Former City Councilman José Huizar’s Brother Pleads Guilty to Felony

Salvador Huizar told federal investigators he will testify in ongoing Operation Casino Loyale federal trial

The brother of former Los Angeles City Councilman José Huizar, who faces federal racketeering charges stemming from a “pay-to-play” scheme, pleaded guilty to a charge connected to multiple envelopes suspiciously stuffed with cash, in a stunning admission that prosecutors say includes an agreement that he will take the stand against his own brother.

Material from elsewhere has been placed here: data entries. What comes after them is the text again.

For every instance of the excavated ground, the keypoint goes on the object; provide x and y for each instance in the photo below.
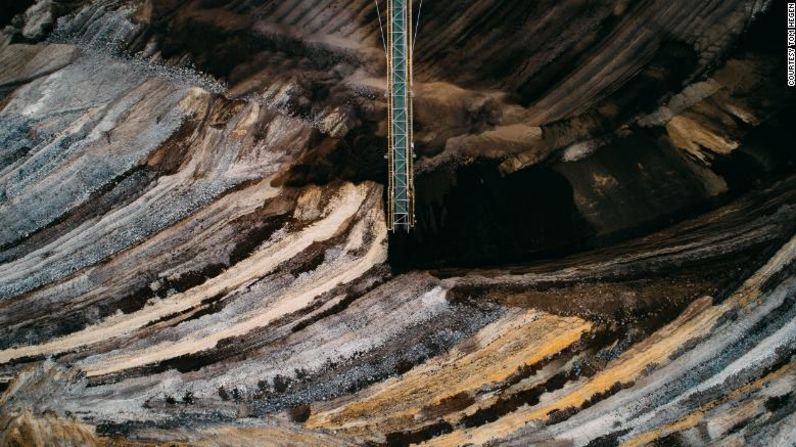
(193, 247)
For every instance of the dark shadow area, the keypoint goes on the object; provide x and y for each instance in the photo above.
(477, 216)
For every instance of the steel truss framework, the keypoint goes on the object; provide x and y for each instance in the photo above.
(400, 153)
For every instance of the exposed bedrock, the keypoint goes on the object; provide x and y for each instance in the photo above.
(193, 246)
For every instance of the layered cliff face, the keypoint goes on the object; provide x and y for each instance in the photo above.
(193, 246)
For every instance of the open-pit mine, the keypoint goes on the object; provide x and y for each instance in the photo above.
(388, 223)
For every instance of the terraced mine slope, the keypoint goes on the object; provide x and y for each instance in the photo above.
(194, 250)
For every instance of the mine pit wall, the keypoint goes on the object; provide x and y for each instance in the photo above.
(259, 291)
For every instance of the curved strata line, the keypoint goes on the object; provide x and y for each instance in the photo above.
(492, 356)
(291, 301)
(344, 206)
(695, 322)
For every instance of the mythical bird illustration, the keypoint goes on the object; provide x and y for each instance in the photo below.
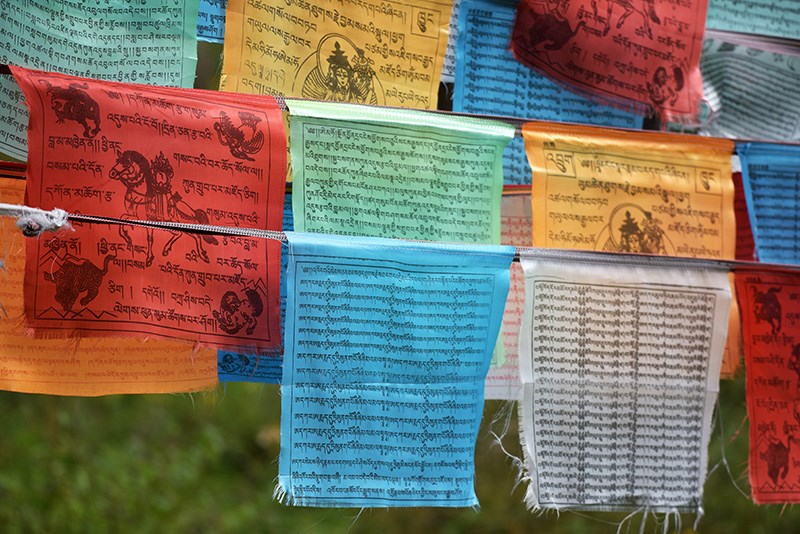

Salvador Huizar pleaded guilty to one felony count of making false statements to federal investigators, according to a DOJ release on Wednesday. There were at least 20 envelopes exchanged between Salvador and José Huizar between November 26, 2013, and August 22, 2018, prosecutors say. When Salvador asked his brother about the origin of the cash, the then-City Council member kept mum.

“It’s better you don’t know,” José Huizar told him, Salvador Huzlar told prosecutors in the plea agreement.

Salvador Huzlar would deposit the cash and then write “checks to José Huizar directly or to pay José Huizar’s expenses in the same amounts as the cash provided by José Huizar,” he also told investigators.

The former Council member’s brother confessed to lying to federal investigators about the cash several times. “As part of his plea agreement, Salvador Huizar has agreed to cooperate with the government’s ongoing investigation and has agreed to testify at the next two trials in this case.”

The guilty plea is a bombshell reversal as José Huizar and former Los Angeles Deputy Mayor Raymond Chan are scheduled to go to trial on February 21 on federal racketeering charges. Prosecutors said the former city official allegedly raked in $1.5 million in “illicit financial benefits;” he faces dozens of additional federal criminal charges.

His brother’s decision to plead guilty is the latest blow to the former local leader. Huizar’s aide testified in the trial of an L.A. real estate developer who said he paid $500,00 to make a union problem go away. The aide, George Esparaza, told the court in the first of three trials connected to Huzlar’s alleged pay-to-play scheme, he took part in two 2017 “money drops,” carrying cash he picked up from an intermediary for David Lee to his boss in liquor boxes.

Lee was convicted in June of providing $500,000 in cash to José Huizar in exchange for stopping the unions from protesting his downtown Los Angeles development project and obstructing justice by falsifying financial documents.